Beijing has four distinct seasons, a short windy spring, long hot summer, cool pleasant autumn and long cold winter.
The ideal conditions during autumn and spring make these popular times to book your flights to Beijing, however with an influx of visitors you may find airfare and accommodation prices are higher during in these months, so book in advance to get the best deals.
Autumn (September to October) is the most popular time to take a flight and visit Beijing, as the skies are blue, temperatures are mild and rain is limited. September and October are known as the “Golden Autumn” months due to the beautiful crisp yellow leaves of the maidenhair trees. Another attraction to visitors, during this time, is National Day. This celebration marks the establishment of the Central People’s Government in 1949. On this public holiday, a number of government events take place, as well as concerts and fireworks. If you’re in the area, head over to Tiananmen Square which is decorated for the festivities.
Generally speaking, Beijing is dry and windy (and sometimes a little dusty) during spring (April to May), which makes it another great time to visit.
In contrast, summer (June to August) and winter (November to March) see weather extremes which put off some tourists. Summer is the rainy season and also extremely hot. The time can be very busy due to a large number of domestic tourists. Winter, on the other hand, can be incredibly cold with strong winds. If you can cope with these conditions then this is the best time to try and find cheap flights to Beijing and discounted accommodation rates. The winter season also hosts the Chinese New Year celebrations. This festival is widely celebrated and the most important on the lunar calendar. Expect public transport to verge on the chaotic side, due to the majority of people travelling home to celebrate with friends and family.

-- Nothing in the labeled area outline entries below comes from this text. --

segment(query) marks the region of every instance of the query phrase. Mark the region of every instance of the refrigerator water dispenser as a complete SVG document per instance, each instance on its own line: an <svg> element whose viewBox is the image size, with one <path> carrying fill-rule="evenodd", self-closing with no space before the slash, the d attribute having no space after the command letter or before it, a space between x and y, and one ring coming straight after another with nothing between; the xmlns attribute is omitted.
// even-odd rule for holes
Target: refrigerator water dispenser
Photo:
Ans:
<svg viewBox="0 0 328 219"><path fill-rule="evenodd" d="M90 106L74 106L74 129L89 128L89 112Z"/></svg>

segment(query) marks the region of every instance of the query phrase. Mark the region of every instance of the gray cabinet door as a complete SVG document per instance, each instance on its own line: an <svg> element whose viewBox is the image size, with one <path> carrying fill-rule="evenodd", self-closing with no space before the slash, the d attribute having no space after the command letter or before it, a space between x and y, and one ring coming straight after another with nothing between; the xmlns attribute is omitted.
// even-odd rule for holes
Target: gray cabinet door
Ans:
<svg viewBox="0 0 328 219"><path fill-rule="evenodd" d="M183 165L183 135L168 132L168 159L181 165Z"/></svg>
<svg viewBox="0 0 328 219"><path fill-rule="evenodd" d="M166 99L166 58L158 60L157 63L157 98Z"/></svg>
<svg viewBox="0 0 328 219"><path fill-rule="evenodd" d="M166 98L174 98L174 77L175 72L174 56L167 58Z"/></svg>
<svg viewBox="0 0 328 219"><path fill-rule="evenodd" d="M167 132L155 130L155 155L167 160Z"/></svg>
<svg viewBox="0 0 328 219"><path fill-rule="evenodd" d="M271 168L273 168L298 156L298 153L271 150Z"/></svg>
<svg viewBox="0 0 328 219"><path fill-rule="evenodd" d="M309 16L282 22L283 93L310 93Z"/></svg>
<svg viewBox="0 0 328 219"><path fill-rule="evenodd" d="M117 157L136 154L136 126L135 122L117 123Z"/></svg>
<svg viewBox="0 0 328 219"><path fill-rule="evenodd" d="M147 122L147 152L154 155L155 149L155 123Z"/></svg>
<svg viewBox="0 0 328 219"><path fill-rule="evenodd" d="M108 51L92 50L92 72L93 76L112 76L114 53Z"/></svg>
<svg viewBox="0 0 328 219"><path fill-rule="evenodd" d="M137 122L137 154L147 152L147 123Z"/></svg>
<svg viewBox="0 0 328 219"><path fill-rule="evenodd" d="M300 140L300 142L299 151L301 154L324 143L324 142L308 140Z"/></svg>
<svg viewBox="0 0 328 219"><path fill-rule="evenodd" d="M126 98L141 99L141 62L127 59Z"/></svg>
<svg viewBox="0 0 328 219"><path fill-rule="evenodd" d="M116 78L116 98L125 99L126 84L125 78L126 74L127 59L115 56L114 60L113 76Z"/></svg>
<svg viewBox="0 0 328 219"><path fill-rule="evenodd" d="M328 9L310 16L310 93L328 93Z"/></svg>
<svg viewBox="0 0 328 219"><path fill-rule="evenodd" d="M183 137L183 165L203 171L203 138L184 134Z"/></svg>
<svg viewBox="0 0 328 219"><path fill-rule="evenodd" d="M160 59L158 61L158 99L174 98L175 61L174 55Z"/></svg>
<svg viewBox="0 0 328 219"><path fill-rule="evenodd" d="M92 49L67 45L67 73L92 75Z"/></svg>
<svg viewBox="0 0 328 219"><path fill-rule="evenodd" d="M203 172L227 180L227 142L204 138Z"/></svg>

Other busy times include school and public holidays, which leave Beijing very crowded.
Take a flight to Beijing and see the economic, political and cultural capital of China for more than 700 years. While there has never been any shortage of travellers (business or leisure) taking cheap flights to Beijing, the Olympics in 2008 showcased the city in spectacular style. Beijing has rocketed up – much like those famous fireworks during the opening ceremony – the must-visit lists.
The city sprawls more than Shanghai or Hong Kong – Tiananmen Square alone is big enough to accommodate one million people – but luckily, most of the iconic landmarks are fairly close to each other, and if you flag them, taxis are very cheap. The city is laid out in a grid. At its centre is the Forbidden City (in Dongcheng District), the enormous complex, home to the emperors of the Ming and Qing dynasties. The beautiful Temple of Heaven in Chongwen District is south east of Tiananmen Square, and is also notable for the wonderful park that surrounds the temple.
The Olympics added many new sights to the city including the National Stadium (also known as the “Bird’s Nest”), the National Aquatics Centre (the “Water Cube”) and the CCTV site.
After the sightseeing, sample some Beijing cuisine. An excellent place to do this is at the Wangfujing Snack Street, a night market where you can feast on tanghulu (a traditional treat, sugar-coated fruit on a stick) or baodu (quick-boiled tripe).
It’s not necessary to rent a car in Beijing as taxis are very cheap and the public transport system is excellent. The subway is fast, clean, punctual and cheap. The bus network is comprehensive and enormous. There are about 500 routes, but numbers 1-199 should be sufficient for getting around the city centre.
Taxis can be picked up outside Terminals 1, 2 and 3. If the trip exceeds 15km, there will be a 50 per cent charge to cover the driver’s journey back to the airport.
The Airport Express railway runs every 15 minutes between early morning and late evening. It makes four stops – Dongzhimen, Sanyuanqiao, T3 and T2.